Surface layout of the Ocular dominance pattern across the cortical depth with and without surface smoothing. (A) Subset of the depth-by-smoothing combinations for one representative participant. (B) Group average depth profiles for different smoothing levels. Dashed line indicates the chance level (white matter). Error bars indicate the standard error of the mean across six participants.
The primary visual cortex of humans contains patches of neurons responding preferentially to stimulation of one eye (the ocular dominance columns). Multiple previous studies attempted to detect their activity using fMRI. The majority of these fMRI studies used magnetic field strengths of 4 T and higher. However, there have been reports of reliable eye-selective activations at 3 T as well. In this study we investigated the possibility of detecting eye-selective V1 activity using high-resolution GE-EPI fMRI at 3 T and sub-millimeter resolution fMRI at ultrahigh 9.4 T magnetic field strengths with acquisition parameters optimized for each field strength. High-resolution fMRI at 9.4 T also allowed us to examine the eye-selectivity responses across the cortical depth, which are expected to be strongest in the middle layers.
We observed a substantial increase in the percentage of eye-selective voxels, as well as a doubling in run-to-run consistency of eye preference at ultrahigh field compared to 3 T. We also found that across cortical depth, eye selectivity increased towards the superficial layers, and that signal contrast increased while noise remained nearly constant towards the surface.
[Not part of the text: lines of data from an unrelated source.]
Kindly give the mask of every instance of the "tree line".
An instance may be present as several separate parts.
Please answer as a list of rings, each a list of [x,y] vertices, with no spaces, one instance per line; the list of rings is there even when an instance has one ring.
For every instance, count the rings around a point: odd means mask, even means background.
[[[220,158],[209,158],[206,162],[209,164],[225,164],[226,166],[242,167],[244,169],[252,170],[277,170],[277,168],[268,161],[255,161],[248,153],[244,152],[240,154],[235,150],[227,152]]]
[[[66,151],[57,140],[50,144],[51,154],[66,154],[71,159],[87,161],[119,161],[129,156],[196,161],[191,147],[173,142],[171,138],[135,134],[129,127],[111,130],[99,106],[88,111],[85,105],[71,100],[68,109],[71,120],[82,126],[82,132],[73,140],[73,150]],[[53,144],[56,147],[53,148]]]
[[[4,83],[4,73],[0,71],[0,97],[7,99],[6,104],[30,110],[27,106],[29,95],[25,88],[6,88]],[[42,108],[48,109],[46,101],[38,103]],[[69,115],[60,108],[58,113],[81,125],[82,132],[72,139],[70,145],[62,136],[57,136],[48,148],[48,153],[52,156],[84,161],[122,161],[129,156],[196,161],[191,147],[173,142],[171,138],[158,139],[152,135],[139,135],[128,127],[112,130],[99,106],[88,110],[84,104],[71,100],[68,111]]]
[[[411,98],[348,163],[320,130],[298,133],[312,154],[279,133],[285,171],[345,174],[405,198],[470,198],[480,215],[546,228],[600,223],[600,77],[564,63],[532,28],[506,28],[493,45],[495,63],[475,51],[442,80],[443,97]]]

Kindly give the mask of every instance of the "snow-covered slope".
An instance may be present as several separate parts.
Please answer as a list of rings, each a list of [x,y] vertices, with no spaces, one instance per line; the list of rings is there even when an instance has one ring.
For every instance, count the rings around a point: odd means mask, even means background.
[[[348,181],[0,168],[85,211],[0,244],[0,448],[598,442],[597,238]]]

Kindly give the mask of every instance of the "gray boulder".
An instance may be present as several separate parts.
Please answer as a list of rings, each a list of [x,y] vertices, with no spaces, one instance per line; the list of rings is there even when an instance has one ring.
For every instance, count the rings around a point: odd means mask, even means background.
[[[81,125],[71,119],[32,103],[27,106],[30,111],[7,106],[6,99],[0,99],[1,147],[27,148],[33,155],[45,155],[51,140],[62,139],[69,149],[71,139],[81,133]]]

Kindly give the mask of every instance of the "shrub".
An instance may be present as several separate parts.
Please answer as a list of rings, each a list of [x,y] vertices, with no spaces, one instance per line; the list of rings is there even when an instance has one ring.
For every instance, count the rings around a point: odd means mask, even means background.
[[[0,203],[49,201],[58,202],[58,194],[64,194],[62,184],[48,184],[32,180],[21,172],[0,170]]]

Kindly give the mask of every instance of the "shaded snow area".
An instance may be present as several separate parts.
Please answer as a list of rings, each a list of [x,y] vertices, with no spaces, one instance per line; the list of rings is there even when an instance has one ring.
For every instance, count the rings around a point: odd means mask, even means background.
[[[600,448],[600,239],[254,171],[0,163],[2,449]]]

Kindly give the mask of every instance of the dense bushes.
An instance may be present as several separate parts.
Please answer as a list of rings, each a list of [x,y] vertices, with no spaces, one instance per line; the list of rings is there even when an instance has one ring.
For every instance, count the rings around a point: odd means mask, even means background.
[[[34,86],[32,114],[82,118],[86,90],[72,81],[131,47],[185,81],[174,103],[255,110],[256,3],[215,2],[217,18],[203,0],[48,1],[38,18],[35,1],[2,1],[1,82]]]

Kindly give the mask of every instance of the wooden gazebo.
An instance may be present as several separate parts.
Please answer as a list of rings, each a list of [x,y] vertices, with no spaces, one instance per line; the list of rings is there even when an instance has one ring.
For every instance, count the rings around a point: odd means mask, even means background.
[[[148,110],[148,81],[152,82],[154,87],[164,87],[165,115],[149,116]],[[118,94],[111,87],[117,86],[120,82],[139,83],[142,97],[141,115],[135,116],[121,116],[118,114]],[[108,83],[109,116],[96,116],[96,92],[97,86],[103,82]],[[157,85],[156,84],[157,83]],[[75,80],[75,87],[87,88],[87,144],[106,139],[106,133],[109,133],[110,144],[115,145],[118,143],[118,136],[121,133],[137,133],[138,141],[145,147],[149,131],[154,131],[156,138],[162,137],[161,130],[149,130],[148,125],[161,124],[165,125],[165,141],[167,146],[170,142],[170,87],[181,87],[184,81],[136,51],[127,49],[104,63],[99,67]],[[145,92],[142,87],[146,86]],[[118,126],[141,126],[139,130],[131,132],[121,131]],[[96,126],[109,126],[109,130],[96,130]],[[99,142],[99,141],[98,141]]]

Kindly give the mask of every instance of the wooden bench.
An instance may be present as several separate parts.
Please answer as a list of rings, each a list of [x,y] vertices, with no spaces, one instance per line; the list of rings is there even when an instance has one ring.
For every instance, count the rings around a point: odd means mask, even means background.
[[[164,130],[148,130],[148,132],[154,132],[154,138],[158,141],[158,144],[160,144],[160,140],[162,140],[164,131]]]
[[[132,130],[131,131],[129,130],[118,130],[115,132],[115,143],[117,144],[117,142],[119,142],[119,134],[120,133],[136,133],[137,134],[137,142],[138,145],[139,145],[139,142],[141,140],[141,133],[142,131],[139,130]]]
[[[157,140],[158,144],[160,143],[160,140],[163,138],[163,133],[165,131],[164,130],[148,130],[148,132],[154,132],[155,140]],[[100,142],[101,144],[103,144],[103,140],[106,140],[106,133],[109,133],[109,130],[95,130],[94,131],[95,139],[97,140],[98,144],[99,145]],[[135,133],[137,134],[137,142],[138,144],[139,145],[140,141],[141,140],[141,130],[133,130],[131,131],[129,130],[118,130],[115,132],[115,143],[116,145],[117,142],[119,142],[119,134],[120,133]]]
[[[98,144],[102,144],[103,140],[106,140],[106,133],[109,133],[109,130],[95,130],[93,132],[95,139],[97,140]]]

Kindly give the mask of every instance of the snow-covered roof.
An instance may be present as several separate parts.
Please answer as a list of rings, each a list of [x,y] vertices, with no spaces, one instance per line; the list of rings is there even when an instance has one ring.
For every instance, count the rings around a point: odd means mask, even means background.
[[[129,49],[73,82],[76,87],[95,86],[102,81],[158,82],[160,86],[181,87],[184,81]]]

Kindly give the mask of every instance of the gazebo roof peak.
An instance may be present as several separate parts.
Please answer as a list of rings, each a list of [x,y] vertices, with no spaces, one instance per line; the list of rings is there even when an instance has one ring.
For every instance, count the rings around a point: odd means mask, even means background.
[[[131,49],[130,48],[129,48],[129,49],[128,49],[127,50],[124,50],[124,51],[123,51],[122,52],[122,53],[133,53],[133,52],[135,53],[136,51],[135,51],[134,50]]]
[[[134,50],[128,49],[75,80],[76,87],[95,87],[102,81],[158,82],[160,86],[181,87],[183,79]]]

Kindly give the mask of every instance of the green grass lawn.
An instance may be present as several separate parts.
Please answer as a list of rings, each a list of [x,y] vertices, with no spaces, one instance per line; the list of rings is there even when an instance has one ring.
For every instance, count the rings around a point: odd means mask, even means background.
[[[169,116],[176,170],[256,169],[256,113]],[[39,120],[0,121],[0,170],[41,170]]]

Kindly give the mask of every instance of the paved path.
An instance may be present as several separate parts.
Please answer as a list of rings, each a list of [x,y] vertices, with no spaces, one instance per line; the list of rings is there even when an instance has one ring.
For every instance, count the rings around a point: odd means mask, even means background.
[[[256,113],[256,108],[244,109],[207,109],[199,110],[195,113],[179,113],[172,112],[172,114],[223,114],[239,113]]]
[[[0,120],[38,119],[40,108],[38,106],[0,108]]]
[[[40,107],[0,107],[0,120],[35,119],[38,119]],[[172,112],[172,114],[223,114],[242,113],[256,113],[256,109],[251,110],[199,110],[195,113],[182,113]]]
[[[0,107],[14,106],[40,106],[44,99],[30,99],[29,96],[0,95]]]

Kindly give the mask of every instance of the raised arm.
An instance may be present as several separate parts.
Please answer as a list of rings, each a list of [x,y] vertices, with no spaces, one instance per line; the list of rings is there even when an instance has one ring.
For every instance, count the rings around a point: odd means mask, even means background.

The depth-resolved results are consistent with a distortion of spatial specificity of the GE-EPI signal by ascending venules and large draining veins on the cortical surface. The effects of larger vessels cause increasing signal amplitude, but also displacement of the maximum BOLD signal relative to neural activity.
In summary, our results show that increase in spatial resolution, reduced partial volume effects, and improved sensitivity at 9.4 T allow for better detection of eye-selective signals related to ocular dominance columns. However, although ultrahigh field yields higher sensitivity to the ocular dominance signal, GE-EPI still suffers from specificity issues, with a prominent signal contribution at shallow depths from larger cortical vessels.